Fading Edge (2025-)
In the summer of 2025, I traveled across the Mountain West — moving through Montana, Idaho, Washington, Oregon, Utah and Colorado. I drove backroads, walked small towns and big cities, slept in my car, and drifted along the outskirts of places where the country feels stretched thin.
Along the way, I kept brief notes. Fragments appear here as observations, encounters, and impressions that settled into the texture of the road.
The landscapes I moved through held a mix of beauty, strain, distance, and uncertainty. Some places felt in motion; others felt suspended. Conversations touched on work, land, identity, loss, and the quiet routines of getting by. I met ranchers, dancers, fishermen, workers, travelers, off-gridders, clerks, and people living out their days in the places that shaped them.

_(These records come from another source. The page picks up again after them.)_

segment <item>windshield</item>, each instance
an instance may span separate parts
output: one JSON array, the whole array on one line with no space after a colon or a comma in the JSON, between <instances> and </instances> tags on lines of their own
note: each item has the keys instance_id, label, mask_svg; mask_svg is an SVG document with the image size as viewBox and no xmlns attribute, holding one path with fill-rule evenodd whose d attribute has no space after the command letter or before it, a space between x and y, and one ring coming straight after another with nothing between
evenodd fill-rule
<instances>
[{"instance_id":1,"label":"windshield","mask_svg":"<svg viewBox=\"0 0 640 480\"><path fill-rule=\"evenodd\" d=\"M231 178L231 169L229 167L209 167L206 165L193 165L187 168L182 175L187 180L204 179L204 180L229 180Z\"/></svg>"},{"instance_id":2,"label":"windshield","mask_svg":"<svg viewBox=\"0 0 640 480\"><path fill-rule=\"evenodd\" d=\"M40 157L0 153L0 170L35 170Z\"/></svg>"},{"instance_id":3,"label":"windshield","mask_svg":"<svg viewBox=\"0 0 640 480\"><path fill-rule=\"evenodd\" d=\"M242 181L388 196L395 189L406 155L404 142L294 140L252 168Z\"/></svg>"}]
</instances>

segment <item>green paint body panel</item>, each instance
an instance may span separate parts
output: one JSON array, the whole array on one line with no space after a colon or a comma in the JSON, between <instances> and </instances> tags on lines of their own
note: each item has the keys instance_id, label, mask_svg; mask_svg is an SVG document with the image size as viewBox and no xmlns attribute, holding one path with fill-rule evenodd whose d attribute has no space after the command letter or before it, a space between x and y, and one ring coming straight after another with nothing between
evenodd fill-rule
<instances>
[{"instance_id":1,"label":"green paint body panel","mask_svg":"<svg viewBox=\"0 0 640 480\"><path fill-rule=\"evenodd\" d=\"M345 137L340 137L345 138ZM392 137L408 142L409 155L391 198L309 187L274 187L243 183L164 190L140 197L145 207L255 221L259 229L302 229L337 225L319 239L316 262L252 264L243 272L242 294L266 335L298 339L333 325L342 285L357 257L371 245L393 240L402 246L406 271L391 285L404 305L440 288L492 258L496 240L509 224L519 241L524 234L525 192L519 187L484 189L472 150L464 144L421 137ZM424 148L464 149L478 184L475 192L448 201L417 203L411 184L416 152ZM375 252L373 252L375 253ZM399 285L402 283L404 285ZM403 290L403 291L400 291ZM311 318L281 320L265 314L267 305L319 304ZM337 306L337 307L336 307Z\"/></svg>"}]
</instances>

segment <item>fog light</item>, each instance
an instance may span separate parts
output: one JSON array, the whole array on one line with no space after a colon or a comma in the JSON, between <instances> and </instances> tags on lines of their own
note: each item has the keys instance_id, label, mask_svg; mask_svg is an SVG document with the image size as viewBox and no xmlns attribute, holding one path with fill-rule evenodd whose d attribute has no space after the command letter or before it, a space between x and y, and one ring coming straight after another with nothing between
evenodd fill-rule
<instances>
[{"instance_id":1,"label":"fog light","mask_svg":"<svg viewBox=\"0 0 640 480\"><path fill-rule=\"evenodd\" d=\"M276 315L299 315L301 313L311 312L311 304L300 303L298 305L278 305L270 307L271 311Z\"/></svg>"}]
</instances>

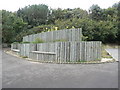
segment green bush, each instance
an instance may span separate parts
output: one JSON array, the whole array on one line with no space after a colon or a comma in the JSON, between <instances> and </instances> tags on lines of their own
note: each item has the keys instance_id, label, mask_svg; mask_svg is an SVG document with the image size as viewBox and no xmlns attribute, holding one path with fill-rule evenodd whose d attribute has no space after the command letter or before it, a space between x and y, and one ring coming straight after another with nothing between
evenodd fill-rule
<instances>
[{"instance_id":1,"label":"green bush","mask_svg":"<svg viewBox=\"0 0 120 90\"><path fill-rule=\"evenodd\" d=\"M58 39L58 40L54 40L53 42L66 42L67 40L65 39Z\"/></svg>"},{"instance_id":2,"label":"green bush","mask_svg":"<svg viewBox=\"0 0 120 90\"><path fill-rule=\"evenodd\" d=\"M25 42L21 42L21 44L22 44L22 43L30 43L30 42L25 41Z\"/></svg>"}]
</instances>

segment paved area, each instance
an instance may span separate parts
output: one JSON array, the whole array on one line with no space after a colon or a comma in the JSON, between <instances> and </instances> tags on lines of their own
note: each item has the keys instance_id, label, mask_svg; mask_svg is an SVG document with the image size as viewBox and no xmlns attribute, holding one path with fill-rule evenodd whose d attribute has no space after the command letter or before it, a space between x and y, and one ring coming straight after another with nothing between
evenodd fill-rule
<instances>
[{"instance_id":1,"label":"paved area","mask_svg":"<svg viewBox=\"0 0 120 90\"><path fill-rule=\"evenodd\" d=\"M3 88L118 88L118 62L41 64L2 54Z\"/></svg>"},{"instance_id":2,"label":"paved area","mask_svg":"<svg viewBox=\"0 0 120 90\"><path fill-rule=\"evenodd\" d=\"M105 49L116 61L118 61L118 49Z\"/></svg>"}]
</instances>

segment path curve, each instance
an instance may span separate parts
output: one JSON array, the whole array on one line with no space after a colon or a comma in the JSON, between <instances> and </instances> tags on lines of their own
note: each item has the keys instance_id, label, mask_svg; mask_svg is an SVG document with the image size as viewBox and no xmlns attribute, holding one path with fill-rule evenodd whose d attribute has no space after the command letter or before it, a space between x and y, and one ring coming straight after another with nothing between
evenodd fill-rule
<instances>
[{"instance_id":1,"label":"path curve","mask_svg":"<svg viewBox=\"0 0 120 90\"><path fill-rule=\"evenodd\" d=\"M3 88L117 88L118 63L32 63L2 52Z\"/></svg>"}]
</instances>

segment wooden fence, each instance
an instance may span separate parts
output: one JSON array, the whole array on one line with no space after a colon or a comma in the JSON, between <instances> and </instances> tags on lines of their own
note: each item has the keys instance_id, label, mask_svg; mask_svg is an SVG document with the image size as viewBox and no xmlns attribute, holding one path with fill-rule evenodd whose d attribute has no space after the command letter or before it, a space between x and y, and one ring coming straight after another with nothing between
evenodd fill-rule
<instances>
[{"instance_id":1,"label":"wooden fence","mask_svg":"<svg viewBox=\"0 0 120 90\"><path fill-rule=\"evenodd\" d=\"M36 38L42 39L44 42L52 42L56 40L63 41L81 41L82 40L82 29L65 29L50 32L43 32L38 34L32 34L23 37L23 42L32 42Z\"/></svg>"},{"instance_id":2,"label":"wooden fence","mask_svg":"<svg viewBox=\"0 0 120 90\"><path fill-rule=\"evenodd\" d=\"M37 53L34 51L40 52ZM37 61L57 63L100 60L101 42L82 41L82 42L21 44L20 55L28 56L29 58L32 58Z\"/></svg>"}]
</instances>

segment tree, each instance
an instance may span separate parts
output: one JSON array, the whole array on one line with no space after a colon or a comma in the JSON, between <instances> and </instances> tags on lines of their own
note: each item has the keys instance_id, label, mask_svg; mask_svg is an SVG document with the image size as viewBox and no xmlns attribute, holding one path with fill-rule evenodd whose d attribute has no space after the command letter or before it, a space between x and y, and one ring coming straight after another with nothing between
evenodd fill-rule
<instances>
[{"instance_id":1,"label":"tree","mask_svg":"<svg viewBox=\"0 0 120 90\"><path fill-rule=\"evenodd\" d=\"M2 42L11 43L16 41L16 36L27 26L22 18L16 13L2 10Z\"/></svg>"},{"instance_id":2,"label":"tree","mask_svg":"<svg viewBox=\"0 0 120 90\"><path fill-rule=\"evenodd\" d=\"M102 17L102 9L98 5L92 5L89 10L90 17L93 20L100 20Z\"/></svg>"},{"instance_id":3,"label":"tree","mask_svg":"<svg viewBox=\"0 0 120 90\"><path fill-rule=\"evenodd\" d=\"M44 4L29 5L17 11L17 15L31 27L46 24L48 13L48 6Z\"/></svg>"}]
</instances>

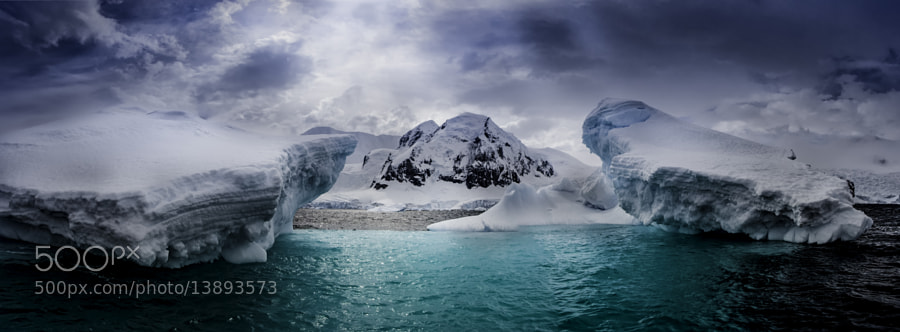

Fading Edge is an ongoing documentary study of American spaces in transition — where decline and renewal overlap, identity shifts, ideologies clash, and the future remains unresolved.
Heard in gas station: “Isn’t the Everglades in Florida full of gators and shit?”
“Keep Montana Montana,” she said, after explaining how she came here and never left.
A man in Poleman, MT told me that since the Covid-era, the population in the Flathead Valley had boomed. That most of the people coming in weren’t the “treehugging types.” A lot of Texans. Some Californians. People would come into the hardware store he worked at and buy seven-inch PVC pipe to bury guns in. Preppers. Doomsday types.
He smiled, with several teeth missing, and said he was from Eritrea. “The sun is shining,” he said.
He lives alone. His little place of solitude. For entertainment he might turn on the radio, or read. But mostly he just gets outside. He rides around an old cruiser bike. “A World War II special.”